Cross Tabulations
When you want to know how respondents answered on two or more questions at the same time, you will need to run a cross-tabulation. In order to do so, you must first determine which is your independent variable, and which your dependent variable, since the first is traditionally used as column headings and the latter are found in the row.
Independent variables explain or predict a response or an outcome, which is the dependent variable under study. As a basic rule, demographic information is usually considered independent, since characteristics such as gender, age, education etc. will normally determine the responses we make. If the variables being studied are not demographic, then the independent variable is determined by the study’s objectives.
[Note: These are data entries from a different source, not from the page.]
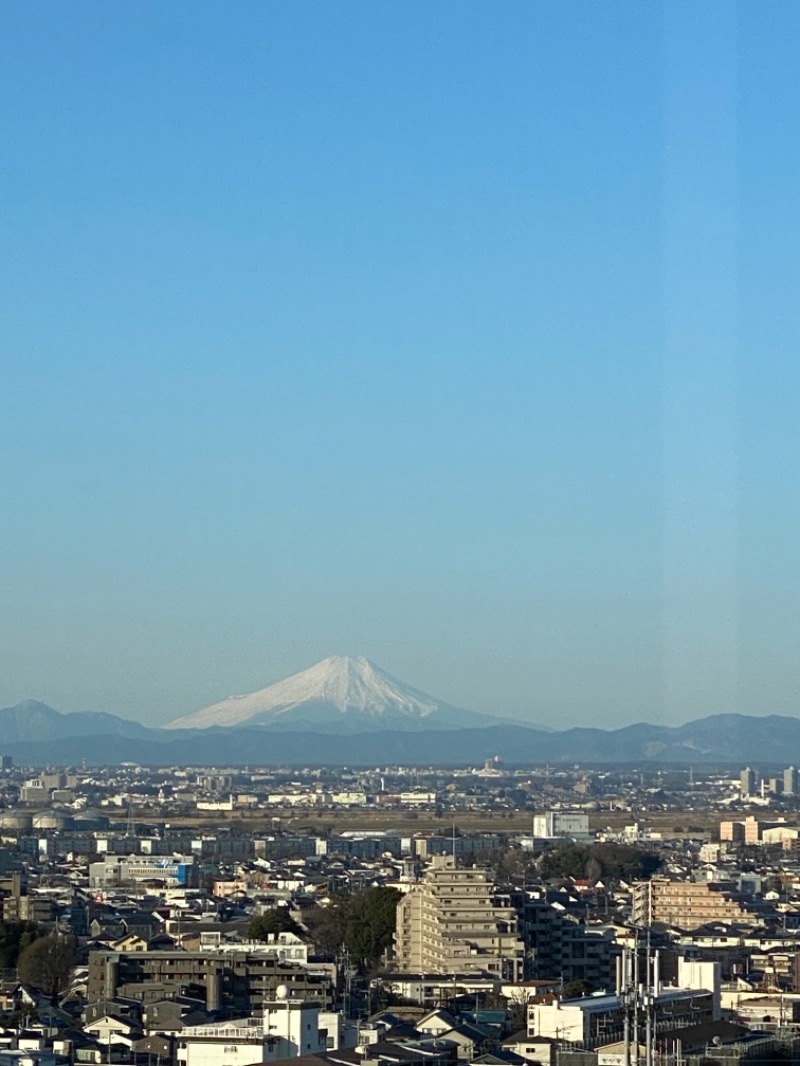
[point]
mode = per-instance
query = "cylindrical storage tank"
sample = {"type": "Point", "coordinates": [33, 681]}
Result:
{"type": "Point", "coordinates": [19, 820]}
{"type": "Point", "coordinates": [212, 989]}
{"type": "Point", "coordinates": [91, 820]}
{"type": "Point", "coordinates": [112, 976]}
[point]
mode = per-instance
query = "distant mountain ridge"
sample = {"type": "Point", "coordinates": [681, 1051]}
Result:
{"type": "Point", "coordinates": [347, 711]}
{"type": "Point", "coordinates": [339, 694]}
{"type": "Point", "coordinates": [722, 740]}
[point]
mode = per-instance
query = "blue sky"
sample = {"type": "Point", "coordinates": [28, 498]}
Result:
{"type": "Point", "coordinates": [459, 336]}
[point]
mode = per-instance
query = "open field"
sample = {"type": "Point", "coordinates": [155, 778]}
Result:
{"type": "Point", "coordinates": [670, 823]}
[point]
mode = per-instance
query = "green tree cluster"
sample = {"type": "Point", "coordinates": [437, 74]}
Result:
{"type": "Point", "coordinates": [598, 861]}
{"type": "Point", "coordinates": [361, 922]}
{"type": "Point", "coordinates": [14, 938]}
{"type": "Point", "coordinates": [272, 921]}
{"type": "Point", "coordinates": [47, 963]}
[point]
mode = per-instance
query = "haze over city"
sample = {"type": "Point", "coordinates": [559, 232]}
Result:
{"type": "Point", "coordinates": [458, 337]}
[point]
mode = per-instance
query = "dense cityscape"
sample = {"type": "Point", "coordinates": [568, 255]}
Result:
{"type": "Point", "coordinates": [221, 917]}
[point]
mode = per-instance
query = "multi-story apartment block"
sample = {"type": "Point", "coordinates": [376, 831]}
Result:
{"type": "Point", "coordinates": [227, 981]}
{"type": "Point", "coordinates": [558, 943]}
{"type": "Point", "coordinates": [453, 921]}
{"type": "Point", "coordinates": [687, 904]}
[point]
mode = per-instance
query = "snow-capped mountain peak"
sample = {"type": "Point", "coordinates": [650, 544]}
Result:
{"type": "Point", "coordinates": [326, 694]}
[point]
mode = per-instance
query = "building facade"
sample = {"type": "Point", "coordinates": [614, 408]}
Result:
{"type": "Point", "coordinates": [453, 921]}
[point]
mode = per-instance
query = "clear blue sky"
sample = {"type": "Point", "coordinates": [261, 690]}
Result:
{"type": "Point", "coordinates": [462, 336]}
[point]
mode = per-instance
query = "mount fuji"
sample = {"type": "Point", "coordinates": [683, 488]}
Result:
{"type": "Point", "coordinates": [339, 694]}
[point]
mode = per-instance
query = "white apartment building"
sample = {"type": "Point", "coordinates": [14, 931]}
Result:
{"type": "Point", "coordinates": [287, 1029]}
{"type": "Point", "coordinates": [573, 824]}
{"type": "Point", "coordinates": [453, 921]}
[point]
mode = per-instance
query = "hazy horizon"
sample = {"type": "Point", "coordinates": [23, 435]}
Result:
{"type": "Point", "coordinates": [461, 337]}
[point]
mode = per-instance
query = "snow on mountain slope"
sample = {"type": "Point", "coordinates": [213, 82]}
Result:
{"type": "Point", "coordinates": [338, 690]}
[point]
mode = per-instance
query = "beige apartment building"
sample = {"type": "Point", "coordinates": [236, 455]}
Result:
{"type": "Point", "coordinates": [686, 904]}
{"type": "Point", "coordinates": [453, 921]}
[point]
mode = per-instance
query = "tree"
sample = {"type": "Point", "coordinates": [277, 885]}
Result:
{"type": "Point", "coordinates": [371, 927]}
{"type": "Point", "coordinates": [362, 922]}
{"type": "Point", "coordinates": [14, 938]}
{"type": "Point", "coordinates": [47, 963]}
{"type": "Point", "coordinates": [271, 922]}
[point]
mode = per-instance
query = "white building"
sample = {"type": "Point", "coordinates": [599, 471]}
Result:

For instance, if the objective is to determine whether the level of satisfaction with the past holiday at a destination influences the likelihood of return, then level of satisfaction is our independent variable and the likelihood to return the dependent one.
This is the typical output of a simple cross-tabulation (of education levels and overall satisfaction with a holiday) as produced by SPSS, when we also ask that column percentage be calculated. Note that the title gives the two variables with the dependent one first separated by *. When producing this information in a table, we would reword it to read "Overall holiday satisfaction by highest level of education completed" ( see Table 1), removing all extraneous information and leaving it as a statement, not a question.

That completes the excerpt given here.